Industry spokespeople also claim that the relatively low number of formal complaints lodged by residents means that sugarcane burning isn’t a serious problem. But there’s a reason for that.

It’s common knowledge that anyone who complains about smoke will be investigated…by the sugar companies. Scott knows. When she called the Florida Forestry Service/Everglades District last February to report smoke drifting into town, the dispatcher took her contact information and promised follow-up.

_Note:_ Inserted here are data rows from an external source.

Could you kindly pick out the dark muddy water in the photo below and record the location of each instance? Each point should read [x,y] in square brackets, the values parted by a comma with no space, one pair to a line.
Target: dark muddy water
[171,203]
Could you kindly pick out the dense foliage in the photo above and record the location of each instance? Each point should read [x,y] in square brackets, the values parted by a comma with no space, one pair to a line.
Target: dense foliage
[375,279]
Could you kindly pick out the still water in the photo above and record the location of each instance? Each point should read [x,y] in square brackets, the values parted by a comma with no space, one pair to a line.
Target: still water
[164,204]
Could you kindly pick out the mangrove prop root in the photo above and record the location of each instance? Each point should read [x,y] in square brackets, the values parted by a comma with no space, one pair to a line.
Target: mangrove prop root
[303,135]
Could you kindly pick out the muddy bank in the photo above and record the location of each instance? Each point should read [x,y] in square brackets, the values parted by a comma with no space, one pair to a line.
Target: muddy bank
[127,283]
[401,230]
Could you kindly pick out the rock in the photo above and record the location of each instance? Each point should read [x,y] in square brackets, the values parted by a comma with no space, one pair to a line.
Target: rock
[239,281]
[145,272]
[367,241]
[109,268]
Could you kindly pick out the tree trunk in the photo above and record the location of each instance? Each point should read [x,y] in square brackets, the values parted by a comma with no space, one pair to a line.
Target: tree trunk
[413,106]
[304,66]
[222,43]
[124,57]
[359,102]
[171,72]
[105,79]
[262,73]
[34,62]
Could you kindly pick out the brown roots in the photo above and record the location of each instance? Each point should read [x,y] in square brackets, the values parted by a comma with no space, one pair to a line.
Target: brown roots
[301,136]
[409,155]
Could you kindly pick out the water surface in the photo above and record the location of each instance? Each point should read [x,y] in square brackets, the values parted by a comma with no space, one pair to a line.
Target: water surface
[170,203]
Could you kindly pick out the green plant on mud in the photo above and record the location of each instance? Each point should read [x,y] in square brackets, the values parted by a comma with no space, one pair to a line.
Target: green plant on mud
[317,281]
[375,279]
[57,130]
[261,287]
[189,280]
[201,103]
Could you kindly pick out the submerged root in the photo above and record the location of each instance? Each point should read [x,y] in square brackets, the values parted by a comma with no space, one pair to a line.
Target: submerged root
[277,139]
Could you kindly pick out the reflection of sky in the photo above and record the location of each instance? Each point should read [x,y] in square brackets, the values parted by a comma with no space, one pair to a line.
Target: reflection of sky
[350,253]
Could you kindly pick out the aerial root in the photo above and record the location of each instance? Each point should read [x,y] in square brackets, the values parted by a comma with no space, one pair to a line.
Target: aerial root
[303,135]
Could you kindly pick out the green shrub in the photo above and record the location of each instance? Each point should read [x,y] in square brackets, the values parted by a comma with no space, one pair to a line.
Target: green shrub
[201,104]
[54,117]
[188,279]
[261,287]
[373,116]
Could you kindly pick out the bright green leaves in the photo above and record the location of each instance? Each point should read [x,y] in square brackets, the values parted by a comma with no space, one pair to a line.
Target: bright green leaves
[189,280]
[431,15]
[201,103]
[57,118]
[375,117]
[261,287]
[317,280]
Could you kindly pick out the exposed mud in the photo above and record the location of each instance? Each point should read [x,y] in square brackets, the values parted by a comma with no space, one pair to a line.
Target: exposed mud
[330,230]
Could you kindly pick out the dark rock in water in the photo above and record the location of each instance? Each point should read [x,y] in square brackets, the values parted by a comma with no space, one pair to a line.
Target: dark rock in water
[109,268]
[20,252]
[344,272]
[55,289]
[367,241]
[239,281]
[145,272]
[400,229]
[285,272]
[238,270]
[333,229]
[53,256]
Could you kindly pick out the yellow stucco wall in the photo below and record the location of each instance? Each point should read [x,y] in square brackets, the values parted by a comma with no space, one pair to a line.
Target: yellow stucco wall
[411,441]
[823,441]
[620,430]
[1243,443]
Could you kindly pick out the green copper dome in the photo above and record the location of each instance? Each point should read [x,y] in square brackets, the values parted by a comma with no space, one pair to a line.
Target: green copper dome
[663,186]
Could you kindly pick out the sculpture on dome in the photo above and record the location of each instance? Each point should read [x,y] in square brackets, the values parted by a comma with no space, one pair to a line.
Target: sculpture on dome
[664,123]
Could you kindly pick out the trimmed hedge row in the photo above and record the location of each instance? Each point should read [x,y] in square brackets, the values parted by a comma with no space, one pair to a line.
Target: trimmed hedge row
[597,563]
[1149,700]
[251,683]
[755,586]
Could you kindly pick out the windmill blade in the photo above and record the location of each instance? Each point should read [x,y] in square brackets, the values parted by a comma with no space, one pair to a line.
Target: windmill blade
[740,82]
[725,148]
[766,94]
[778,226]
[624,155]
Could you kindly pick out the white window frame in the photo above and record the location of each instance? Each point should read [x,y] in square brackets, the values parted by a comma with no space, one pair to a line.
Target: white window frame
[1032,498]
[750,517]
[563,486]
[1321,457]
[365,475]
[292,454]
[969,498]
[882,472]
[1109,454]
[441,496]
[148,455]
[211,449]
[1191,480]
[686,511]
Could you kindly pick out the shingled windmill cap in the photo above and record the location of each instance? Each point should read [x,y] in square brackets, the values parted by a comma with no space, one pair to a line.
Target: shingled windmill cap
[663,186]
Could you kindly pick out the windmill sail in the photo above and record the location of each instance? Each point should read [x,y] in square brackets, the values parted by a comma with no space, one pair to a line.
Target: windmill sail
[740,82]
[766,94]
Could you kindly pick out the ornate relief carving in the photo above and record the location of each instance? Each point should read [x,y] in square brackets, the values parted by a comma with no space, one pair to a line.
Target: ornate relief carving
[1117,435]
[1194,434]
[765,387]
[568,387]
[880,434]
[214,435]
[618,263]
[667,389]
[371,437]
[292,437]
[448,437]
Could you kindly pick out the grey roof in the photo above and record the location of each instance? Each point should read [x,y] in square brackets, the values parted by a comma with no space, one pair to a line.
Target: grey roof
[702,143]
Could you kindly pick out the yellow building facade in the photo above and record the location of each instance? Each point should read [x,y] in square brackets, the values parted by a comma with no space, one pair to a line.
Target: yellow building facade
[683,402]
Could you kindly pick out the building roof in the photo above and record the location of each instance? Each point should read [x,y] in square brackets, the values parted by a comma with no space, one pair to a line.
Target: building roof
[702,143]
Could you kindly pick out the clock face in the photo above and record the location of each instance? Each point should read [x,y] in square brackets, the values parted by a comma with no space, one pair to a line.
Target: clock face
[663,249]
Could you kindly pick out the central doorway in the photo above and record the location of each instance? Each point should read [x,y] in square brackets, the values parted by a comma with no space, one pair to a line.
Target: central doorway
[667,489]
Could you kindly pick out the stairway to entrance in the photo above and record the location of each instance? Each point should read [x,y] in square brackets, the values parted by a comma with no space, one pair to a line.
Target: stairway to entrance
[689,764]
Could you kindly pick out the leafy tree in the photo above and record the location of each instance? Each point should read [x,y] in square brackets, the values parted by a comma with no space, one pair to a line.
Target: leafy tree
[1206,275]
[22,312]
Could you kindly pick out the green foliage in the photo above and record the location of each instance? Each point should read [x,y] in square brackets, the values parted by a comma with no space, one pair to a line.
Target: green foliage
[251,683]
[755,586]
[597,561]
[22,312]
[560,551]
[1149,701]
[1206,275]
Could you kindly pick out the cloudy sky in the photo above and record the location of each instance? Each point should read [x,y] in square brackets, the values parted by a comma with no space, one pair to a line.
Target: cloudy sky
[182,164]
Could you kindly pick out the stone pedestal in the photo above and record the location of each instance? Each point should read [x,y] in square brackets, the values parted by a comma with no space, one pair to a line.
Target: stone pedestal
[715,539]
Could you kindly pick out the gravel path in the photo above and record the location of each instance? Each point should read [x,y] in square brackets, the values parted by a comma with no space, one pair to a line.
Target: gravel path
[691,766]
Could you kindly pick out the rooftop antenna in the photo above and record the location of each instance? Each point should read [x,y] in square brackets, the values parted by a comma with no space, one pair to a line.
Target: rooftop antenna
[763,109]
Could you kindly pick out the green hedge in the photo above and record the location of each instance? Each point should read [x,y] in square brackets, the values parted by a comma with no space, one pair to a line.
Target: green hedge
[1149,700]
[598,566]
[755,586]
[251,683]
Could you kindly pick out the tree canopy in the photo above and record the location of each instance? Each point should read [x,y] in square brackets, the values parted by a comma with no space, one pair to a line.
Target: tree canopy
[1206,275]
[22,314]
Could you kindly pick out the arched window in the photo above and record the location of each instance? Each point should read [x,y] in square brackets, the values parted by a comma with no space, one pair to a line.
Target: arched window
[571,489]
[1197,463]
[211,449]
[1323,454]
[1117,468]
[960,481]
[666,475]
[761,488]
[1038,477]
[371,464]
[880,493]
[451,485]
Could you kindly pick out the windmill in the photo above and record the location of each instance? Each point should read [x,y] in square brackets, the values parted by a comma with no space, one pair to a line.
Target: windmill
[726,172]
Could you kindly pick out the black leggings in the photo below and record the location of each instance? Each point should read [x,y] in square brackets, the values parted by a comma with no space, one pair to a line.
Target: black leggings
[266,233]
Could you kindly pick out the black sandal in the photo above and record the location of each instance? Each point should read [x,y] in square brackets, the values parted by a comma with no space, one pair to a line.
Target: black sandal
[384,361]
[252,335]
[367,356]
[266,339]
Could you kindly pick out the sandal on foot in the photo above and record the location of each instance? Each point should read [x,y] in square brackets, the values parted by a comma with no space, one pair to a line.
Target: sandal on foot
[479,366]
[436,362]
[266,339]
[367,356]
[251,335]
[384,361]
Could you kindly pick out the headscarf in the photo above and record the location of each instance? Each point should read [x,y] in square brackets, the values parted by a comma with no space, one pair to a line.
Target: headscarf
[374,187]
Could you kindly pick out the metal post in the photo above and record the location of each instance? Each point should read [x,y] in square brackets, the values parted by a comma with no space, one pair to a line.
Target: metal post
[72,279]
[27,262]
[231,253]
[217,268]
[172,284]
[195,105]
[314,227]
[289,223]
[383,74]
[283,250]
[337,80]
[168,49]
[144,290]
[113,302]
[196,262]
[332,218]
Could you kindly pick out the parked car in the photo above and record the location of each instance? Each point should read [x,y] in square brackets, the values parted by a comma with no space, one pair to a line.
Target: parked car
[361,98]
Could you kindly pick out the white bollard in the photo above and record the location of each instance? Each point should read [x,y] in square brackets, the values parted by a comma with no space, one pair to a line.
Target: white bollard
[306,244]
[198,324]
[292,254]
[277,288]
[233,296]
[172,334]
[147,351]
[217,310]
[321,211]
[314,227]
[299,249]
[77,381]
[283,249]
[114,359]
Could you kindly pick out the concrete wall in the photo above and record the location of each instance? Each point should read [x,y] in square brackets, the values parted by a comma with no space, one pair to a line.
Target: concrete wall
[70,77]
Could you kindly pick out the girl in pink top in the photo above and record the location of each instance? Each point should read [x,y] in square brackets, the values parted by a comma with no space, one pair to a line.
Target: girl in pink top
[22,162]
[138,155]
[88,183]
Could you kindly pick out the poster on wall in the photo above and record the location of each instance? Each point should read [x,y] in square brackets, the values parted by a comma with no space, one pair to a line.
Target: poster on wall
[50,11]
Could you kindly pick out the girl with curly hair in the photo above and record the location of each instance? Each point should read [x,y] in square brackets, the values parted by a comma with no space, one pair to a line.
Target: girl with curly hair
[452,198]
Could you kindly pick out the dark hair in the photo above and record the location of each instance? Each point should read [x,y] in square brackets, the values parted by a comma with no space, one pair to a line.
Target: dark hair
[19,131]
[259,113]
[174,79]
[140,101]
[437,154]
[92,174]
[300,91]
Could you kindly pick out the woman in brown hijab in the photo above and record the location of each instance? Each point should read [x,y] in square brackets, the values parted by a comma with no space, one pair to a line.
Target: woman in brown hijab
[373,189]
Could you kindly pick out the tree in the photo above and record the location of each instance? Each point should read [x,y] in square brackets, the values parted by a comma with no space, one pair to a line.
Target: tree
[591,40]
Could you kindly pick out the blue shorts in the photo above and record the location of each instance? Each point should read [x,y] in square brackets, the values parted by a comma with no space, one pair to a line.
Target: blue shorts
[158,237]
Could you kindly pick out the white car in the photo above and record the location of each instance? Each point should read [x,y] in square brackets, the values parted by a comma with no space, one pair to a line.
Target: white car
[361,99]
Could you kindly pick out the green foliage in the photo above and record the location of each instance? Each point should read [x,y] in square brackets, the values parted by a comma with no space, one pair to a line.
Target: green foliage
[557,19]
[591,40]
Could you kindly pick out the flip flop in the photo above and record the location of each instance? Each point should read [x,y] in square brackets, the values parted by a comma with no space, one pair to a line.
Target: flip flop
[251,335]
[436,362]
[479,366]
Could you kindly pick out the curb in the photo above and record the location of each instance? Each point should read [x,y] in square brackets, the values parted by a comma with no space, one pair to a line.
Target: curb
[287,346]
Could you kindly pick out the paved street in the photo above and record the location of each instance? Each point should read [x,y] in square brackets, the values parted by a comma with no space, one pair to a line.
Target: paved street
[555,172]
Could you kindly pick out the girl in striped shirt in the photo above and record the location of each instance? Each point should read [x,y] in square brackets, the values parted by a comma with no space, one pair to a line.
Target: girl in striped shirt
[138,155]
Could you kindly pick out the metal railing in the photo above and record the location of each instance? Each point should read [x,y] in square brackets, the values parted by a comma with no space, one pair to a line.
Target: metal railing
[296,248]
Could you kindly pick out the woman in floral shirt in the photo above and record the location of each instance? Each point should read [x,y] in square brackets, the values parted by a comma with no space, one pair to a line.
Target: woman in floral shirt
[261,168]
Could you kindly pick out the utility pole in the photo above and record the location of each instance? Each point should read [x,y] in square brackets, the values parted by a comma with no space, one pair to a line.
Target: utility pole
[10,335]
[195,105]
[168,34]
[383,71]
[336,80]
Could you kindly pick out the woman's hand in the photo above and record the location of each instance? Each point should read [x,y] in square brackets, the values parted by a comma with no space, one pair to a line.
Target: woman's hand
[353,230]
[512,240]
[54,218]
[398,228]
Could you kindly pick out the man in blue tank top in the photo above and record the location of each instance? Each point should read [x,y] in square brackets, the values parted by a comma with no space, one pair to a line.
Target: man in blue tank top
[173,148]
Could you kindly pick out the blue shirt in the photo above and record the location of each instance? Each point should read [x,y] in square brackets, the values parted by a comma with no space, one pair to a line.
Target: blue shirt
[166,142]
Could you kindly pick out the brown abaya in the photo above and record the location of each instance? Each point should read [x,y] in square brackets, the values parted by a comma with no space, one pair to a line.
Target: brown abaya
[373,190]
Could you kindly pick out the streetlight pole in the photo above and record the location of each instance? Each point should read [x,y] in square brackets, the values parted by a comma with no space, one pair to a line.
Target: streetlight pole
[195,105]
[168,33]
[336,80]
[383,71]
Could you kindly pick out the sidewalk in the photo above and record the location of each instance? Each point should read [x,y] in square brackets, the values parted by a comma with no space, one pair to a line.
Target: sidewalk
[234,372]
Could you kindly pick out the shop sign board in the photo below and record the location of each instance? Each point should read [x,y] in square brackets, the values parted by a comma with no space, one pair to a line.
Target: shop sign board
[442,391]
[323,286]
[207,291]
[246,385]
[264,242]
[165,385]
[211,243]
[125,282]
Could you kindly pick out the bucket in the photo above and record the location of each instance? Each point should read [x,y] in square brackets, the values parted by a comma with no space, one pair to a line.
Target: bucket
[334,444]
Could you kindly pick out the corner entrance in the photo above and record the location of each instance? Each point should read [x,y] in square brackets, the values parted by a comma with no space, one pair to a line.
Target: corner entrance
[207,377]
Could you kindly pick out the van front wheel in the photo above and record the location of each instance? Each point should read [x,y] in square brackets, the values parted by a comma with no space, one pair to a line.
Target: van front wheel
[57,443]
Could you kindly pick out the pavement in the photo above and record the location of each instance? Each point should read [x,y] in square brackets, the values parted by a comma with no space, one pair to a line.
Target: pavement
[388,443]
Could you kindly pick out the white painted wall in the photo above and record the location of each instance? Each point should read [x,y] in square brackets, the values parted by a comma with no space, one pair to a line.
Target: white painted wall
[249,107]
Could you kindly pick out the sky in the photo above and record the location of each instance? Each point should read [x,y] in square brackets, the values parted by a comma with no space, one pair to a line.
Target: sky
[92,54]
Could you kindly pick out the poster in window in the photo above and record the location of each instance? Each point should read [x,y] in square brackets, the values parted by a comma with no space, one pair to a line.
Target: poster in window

That follow-up came hours later on the same day, direct from a sugar company employee who had all of Scott’s contact information and details about her complaint. Scott wasn’t surprised, although FFS officials claimed to be when she reported the incident. Agency officials assured her that the violation of privacy was a one-time misunderstanding. It didn’t feel that way to her.

People from communities to the east aren’t so reluctant to complain, though. Smoke drifting toward the coast once threatened to turn into a conflict with Palm Beach County’s more privileged residents, but to them, the industry has become a better neighbor.

When the winds blow from the west, the companies voluntarily postpone burning sugarcane to protect the downwind residents in those communities. Scott wants to know why that protection doesn’t apply to everyone. Why aren’t all sugarcane neighbors equal?

“It’s criminal that the State of Florida and the sugar companies ignore medical research linking sugarcane burning to cancer, respiratory disease, heart disease, and poor infant health,” Scott says. “It’s unconscionable that the people of the Glades are left to suffer the consequences of six-to-eight months of burning while sugar producers in other places have moved to green harvest out of concern for human health.”

Scott and the other green harvest advocates aren’t asking for much. Sugarcane companies are thriving in places where the industry invested in modernization, and that’s exactly what supporters want for Florida’s sugarcane growers: A healthy business that hires locally, runs safely and efficiently, and turns a profit.

What they really hope, ultimately, is that the sugarcane companies whose shadow they’ve lived in all their lives will finally take this one, great step toward becoming a better neighbor. As Scott says, “We just want to show you that sugarcane burning is a problem for us. We’re asking for your help, because this is making us sick.”

In the communities south of Florida’s Lake Okeechobee, ash falls on houses and cars, the children call it black snow.